The video was startling: As a motorcycle carrying three men speeds down a city street in Myanmar, a soldier traveling in the back of a pickup truck opens fire. One man falls to the ground, mortally wounded, while the other two run away. 

Investigative reporters Robin McDowell and Margie Mason found that the video was one of many seeming to show the military firing at civilians indiscriminately in the wake of the February coup. But they also noticed something else: Security forces appear to not only shoot at civilians but also go out of their way to mutilate and drag bodies in the street in what seemed to be a way to terrorize the populace. The reporters wondered if this might be a broader pattern across the country. They teamed up with the Human Rights Center Investigations Lab at the University of California, Berkeley, to analyze thousands of social media posts and images online.
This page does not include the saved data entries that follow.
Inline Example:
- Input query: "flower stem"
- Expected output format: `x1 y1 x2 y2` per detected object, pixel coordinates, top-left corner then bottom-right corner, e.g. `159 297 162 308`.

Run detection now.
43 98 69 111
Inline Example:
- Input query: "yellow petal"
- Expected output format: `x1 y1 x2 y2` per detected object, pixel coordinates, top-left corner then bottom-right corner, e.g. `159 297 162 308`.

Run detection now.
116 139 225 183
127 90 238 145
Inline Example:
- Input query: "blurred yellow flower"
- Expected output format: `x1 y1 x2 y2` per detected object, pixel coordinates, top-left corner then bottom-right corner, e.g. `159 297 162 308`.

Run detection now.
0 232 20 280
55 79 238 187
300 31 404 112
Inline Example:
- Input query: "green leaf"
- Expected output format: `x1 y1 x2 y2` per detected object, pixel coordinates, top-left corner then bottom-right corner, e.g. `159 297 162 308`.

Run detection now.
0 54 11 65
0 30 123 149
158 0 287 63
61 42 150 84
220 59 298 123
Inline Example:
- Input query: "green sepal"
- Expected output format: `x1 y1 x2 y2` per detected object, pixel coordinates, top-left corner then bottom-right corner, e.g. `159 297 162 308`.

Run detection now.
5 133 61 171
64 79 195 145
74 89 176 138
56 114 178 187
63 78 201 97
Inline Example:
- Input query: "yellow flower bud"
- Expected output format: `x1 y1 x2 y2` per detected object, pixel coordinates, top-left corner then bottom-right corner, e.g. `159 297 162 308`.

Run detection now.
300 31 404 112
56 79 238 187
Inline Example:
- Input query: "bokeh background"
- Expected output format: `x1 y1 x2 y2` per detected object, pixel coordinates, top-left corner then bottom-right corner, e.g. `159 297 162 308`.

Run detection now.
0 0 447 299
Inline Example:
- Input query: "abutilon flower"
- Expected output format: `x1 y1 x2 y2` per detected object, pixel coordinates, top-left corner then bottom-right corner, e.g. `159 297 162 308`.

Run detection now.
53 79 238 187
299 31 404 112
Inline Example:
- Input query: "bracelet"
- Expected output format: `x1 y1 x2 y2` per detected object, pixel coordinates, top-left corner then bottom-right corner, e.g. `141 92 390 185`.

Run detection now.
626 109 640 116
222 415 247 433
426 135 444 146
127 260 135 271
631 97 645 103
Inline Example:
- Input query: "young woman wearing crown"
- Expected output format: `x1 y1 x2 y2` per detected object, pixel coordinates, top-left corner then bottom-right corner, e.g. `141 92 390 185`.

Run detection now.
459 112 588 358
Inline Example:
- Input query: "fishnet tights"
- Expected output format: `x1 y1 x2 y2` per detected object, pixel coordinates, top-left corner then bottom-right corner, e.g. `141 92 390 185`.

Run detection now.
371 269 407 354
The resulting investigation showed how the junta in Myanmar was using the bodies of the dead and wounded as tools of terror in the words of human rights activists. The reporters and researchers at the HRC Lab, using satellite visuals, reverse image searches, and even a sun-shadow calculator were able to verify the exact time and location where the motorcycle shooting took place: 10:38 a.m. in front of a high school on Azarni Road in the southern town of Dawei. They found more than 130 other instances where the junta was using bodies to send a message. In addition, they found bodies were taken from families and cremated without their permission, autopsies performed without permission, and families forced to sign documents saying their loved ones had died of causes other than gunshots.

Essential to the investigation, Southeast Asia news director Kiko Rosario and his team secured permissions for videos and imagery analyzed for the story, and his knowledge of the region proved invaluable. Video journalist Manuel Valdes blended all of the videos that HRC Lab gathered from social media, with shots of the researchers demonstrating the cutting-edge techniques they used to reveal the military’s practices.

Investigating the story in this manner — analyzing video footage in such detail — broke new ground for the AP. The Best of the Week judges were impressed by the innovative way in which the team harnessed the expertise of the HRC Lab, expanding AP’s reporting capabilities on a story with severe restrictions of media access. The team’s piece, accompanied by Valdes’ video explaining how the visual investigation was conducted, received more than 53,000 views on AP platforms.

“Courageous people in Myanmar are taking videos of state-violence and sharing what they capture with the world,” said Alexa Koenig, executive director of the Human Rights Center at Berkeley, about the AP collaboration. “Our students and staff are finding and verifying this user-generated content to help journalists and other researchers amplify information about atrocities that would otherwise be carried out in secret and with impunity.” 

For their creative work in finding a way to analyze visual data from one of the world’s most secretive countries and bringing that together in a rich and compelling multiformat narrative, McDowell, Mason, Rosario and Valdes earn AP’s Best of the Week award.